I went down the app developer road and yah got an app out there it has been out for about 6 months I made it for me and/or my kids to play while running around in the car and out on the bol so far it hasn't made me a dime because i only have told my friends and family about it, it is on IOS and android. alot of people say macs are more secure -think again they have almost no experience and minor saftey stuff hackers ususally go after windows for a reason = more users. that's why every day windows stops 1000's of threats-mac well doesn't and when they start hacking and cracking the codes all those phones/smart devices it's going to be a freaking diamond mine to them.I would also like to point out it doesn't matter how much security you got a real proffessional hacker can blow through it in about 10 seconds unless you wrote the program yourself and even then it might take them a few miniutes. just my 2 cents.


----------



## MI.oldguy (Apr 18, 2013)

Kauboy said:


> I have two PCs. One is a desktop running Windows 7 Ultimate, and the other is a 2-in-1 running 8.1.
> I just bought the 2-in-1 last week, so it didn't have much on it. I decided it would be my Windows 10 test bed.
> I forced the Windows 10 download and ran the upgrade. Since the system didn't have much installed, nor any personal data yet, it took the upgrade well.
> I did notice the security concerns right off the bat. I chose to do a custom install, as I always have, and unchecked all of those "default" features.
> ...


Very interesting,Yes,please let us know how its working out for you.if you run into any major flaws.with everything I have been reading and looking at,I am very hesitant to run it on my only pc.


----------



## Prepadoodle (May 28, 2013)

Kauboy said:


> You might be making an unfair assumption there, Prepa.


Yes I might be. I wish they would just come out and say that updates will be free. Instead, they say, "Windows 10 is automatically updated. Additional requirements may apply over time for updates." What kind of "additional requirements?" Hardware? Money? They don't really say.

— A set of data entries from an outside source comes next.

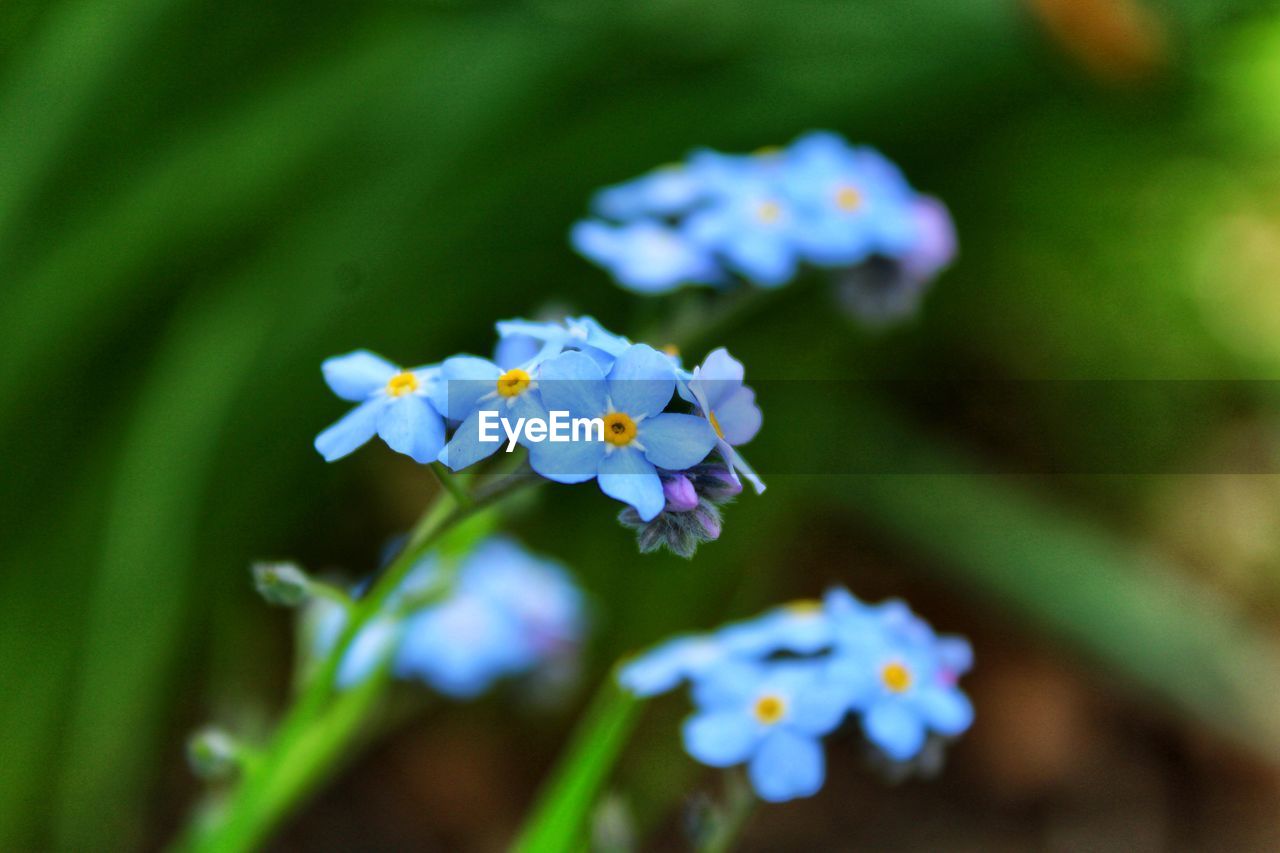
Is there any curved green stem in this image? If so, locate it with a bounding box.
[511,667,641,853]
[177,475,532,853]
[698,771,758,853]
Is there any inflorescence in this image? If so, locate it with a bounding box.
[618,588,973,802]
[315,316,764,556]
[571,132,956,320]
[303,537,586,699]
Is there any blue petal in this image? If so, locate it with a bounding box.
[689,347,746,411]
[681,711,759,767]
[618,635,745,697]
[396,596,530,698]
[529,432,609,489]
[316,397,387,462]
[320,350,399,402]
[712,386,764,446]
[609,343,676,418]
[439,411,507,471]
[748,727,827,803]
[691,660,765,710]
[378,394,444,465]
[596,443,667,521]
[440,356,502,420]
[636,412,716,471]
[916,688,973,736]
[538,352,608,418]
[787,676,849,735]
[863,701,924,761]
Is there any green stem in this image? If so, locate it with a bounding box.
[698,771,758,853]
[430,462,471,507]
[511,667,641,853]
[177,468,532,853]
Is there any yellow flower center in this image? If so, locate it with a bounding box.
[754,695,787,726]
[881,661,911,693]
[707,411,724,438]
[498,368,530,397]
[755,201,782,224]
[836,187,863,213]
[387,370,419,397]
[604,411,636,447]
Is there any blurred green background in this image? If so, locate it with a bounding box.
[0,0,1280,850]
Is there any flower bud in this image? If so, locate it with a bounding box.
[187,726,241,780]
[686,462,742,503]
[252,562,311,607]
[662,474,698,512]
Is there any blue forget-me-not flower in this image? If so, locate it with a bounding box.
[303,537,586,699]
[316,316,763,556]
[618,589,973,802]
[571,131,956,320]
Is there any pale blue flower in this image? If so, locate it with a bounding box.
[828,591,973,761]
[302,537,586,698]
[498,315,631,370]
[570,219,721,293]
[315,350,444,462]
[529,345,716,521]
[787,132,919,266]
[682,661,847,802]
[618,634,730,698]
[591,161,708,220]
[685,162,806,287]
[396,538,585,698]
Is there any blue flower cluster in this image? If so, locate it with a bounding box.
[315,316,764,525]
[618,588,973,802]
[303,537,585,699]
[571,132,955,312]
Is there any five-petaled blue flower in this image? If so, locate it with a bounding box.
[529,343,716,521]
[684,661,849,802]
[618,588,973,800]
[828,589,973,761]
[306,537,586,699]
[570,219,721,293]
[680,347,764,493]
[570,132,955,320]
[315,350,444,462]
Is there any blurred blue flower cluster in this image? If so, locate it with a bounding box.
[571,132,956,317]
[315,316,764,544]
[618,588,973,802]
[303,537,586,699]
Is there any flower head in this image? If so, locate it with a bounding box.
[684,661,847,802]
[618,588,973,802]
[680,347,764,493]
[829,591,973,761]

And yeah, I get that other stuff. It will help developers and end users to only have one version. In the future, when someone asks, "What OS do you use?" when the answer is "Windows," we won't have to ask, "What version?" because everyone will be on the same page. Lower development costs should trickle down, right? Well yes, they SHOULD. LOL

The trend is towards subscription based software, and I can't help but wonder if they are gonna backdoor some sort of fee at some point. Call me a suspicious SOB, but there it is.


----------



## PaulS (Mar 11, 2013)

I would like to see a thread on the different Linux distros with supporting software listed too.

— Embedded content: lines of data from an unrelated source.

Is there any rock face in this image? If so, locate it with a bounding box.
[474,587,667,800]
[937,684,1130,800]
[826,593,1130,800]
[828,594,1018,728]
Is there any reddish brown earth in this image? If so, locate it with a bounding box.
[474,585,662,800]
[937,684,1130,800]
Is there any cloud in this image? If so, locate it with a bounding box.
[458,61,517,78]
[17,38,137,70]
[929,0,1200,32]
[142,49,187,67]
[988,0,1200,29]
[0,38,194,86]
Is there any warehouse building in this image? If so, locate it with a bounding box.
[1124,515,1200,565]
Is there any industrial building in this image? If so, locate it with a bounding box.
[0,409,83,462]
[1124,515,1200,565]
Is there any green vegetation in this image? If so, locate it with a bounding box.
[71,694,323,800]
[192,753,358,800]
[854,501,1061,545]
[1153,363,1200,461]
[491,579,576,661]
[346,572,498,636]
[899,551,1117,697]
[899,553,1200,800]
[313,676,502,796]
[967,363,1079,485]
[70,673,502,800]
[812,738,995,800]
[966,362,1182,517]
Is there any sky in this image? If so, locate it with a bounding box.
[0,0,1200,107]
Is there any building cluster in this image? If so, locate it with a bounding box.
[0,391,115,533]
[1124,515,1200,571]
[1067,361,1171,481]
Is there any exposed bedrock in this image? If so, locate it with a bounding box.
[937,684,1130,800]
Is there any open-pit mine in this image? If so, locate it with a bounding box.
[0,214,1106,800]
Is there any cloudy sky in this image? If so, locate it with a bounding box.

I'm using two versions of Linux and an open source DOS for my old programs - at least until I write the new versions.


----------



## Kauboy (May 12, 2014)

I've tried various flavors of Linux, and I even use it at work.
It is a very powerful OS for developers and anyone who needs quick and dirty solutions.
That said, it is NOT a user-friendly operating system. There are many companies that have tried to enhance the experience, but none have been able to crack higher than 3% of the OS market for personal computers. The interface just isn't up to snuff with the more common OS options (Windows/OSX).
Yes, I'm aware that OSX is built off of a Linux flavor, but it is far from the base OS itself.

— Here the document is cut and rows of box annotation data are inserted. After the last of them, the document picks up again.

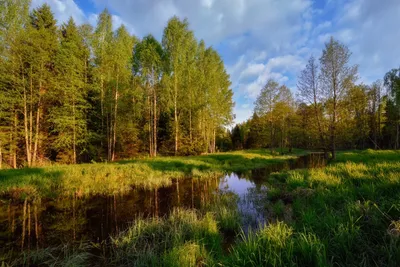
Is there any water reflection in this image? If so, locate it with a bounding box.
[0,155,325,255]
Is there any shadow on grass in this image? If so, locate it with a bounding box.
[253,150,400,266]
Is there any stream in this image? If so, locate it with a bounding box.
[0,154,326,255]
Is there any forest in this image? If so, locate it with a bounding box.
[0,0,400,267]
[0,0,233,168]
[231,37,400,158]
[0,0,400,168]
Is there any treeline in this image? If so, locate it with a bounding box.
[230,38,400,158]
[0,0,233,168]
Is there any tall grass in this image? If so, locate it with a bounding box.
[0,150,301,199]
[106,209,222,266]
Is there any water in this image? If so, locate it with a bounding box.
[0,154,325,255]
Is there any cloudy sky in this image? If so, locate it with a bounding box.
[32,0,400,122]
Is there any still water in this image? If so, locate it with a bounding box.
[0,154,325,253]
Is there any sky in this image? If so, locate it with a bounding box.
[32,0,400,123]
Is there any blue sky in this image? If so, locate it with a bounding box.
[32,0,400,125]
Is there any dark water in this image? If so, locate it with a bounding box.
[0,154,325,253]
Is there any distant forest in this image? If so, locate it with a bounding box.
[0,0,400,168]
[0,0,234,168]
[230,38,400,158]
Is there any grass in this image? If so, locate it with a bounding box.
[0,150,304,199]
[244,150,400,266]
[1,150,400,267]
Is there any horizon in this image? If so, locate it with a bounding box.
[31,0,400,125]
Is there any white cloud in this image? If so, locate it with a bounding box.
[32,0,400,124]
[31,0,86,24]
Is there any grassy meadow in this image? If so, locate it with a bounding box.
[0,150,304,199]
[2,150,400,267]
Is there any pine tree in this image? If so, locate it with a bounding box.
[49,18,88,163]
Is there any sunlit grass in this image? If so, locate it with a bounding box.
[0,150,302,198]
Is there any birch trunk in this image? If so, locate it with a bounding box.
[153,86,157,157]
[111,75,119,161]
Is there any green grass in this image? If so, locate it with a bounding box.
[238,150,400,266]
[0,150,304,199]
[3,150,400,267]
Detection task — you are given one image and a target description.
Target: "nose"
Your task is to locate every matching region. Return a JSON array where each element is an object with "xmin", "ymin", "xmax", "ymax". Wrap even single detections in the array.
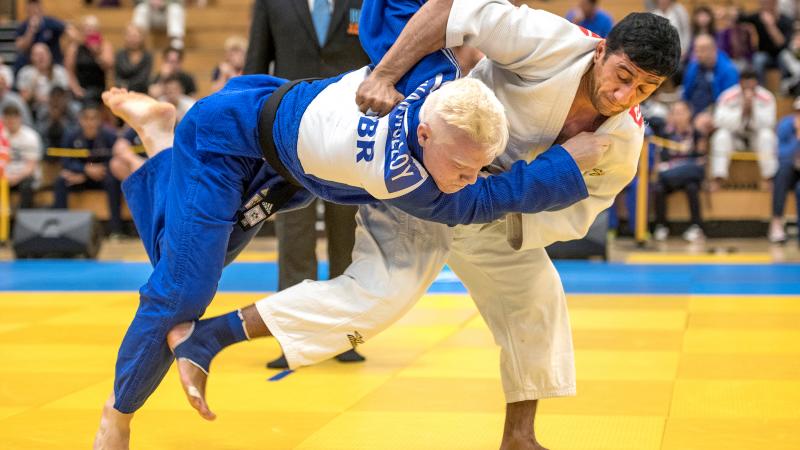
[
  {"xmin": 461, "ymin": 172, "xmax": 478, "ymax": 184},
  {"xmin": 614, "ymin": 86, "xmax": 634, "ymax": 106}
]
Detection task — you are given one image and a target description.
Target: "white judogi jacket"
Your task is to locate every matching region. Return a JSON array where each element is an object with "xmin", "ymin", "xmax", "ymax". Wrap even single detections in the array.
[
  {"xmin": 714, "ymin": 84, "xmax": 776, "ymax": 133},
  {"xmin": 446, "ymin": 0, "xmax": 644, "ymax": 249}
]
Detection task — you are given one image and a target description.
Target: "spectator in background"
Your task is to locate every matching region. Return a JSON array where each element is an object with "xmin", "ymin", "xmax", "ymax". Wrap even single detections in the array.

The thing that makes Linux so unfriendly is the same thing that makes it so powerful. It is so rich with possibilities, that it is often overwhelming to new users.
The crowd that supports the Linux community is made up of very intelligent people, all wanting to achieve a goal. Build the best operating system for *THEM*.
Linux is perfect for that kind of user. You want it to do something a certain way? No problem, learn to code that change, develop it, and build it into your kernel.
However, due to the nature of this thinking, the community isn't always keen to support an operating system built for "outsiders". It isn't meant to hold your hand up the learning curve. There are a few that try, and they should be applauded, but far more don't. They assume you know what you're doing from the start, and show little mercy for the newbie.

From my personal perspective, I game... a lot. (don't judge me, I suck at most sports, am an introvert by nature, and enjoy the anonymity that an online world grants)
For this, Linux is just not an option. There are ways to make a Windows app run on Linux, but they are wonky and often unreliable.
Until Linux gets more of the market share, there just isn't a push by major developers to cater to those users.

If your interaction with your keyboard and mouse only leads to internet surfing, email, the occasional spreadsheet or document needing created, then Linux can work for you.
Based on my most recent playtime(4 years ago), my personal favorites were Mandrake(now Mandriva) and SUSE. There are likely more improved options now. Take your pick, see what you like. Many have "live" versions that you can put on a disc and run without installing them. It's a good way to get a feel for an OS without wiping anything.


----------



## CWOLDOJAX (Sep 5, 2013)

I'm a mac guy... Once you go mac you wont go back #snicker.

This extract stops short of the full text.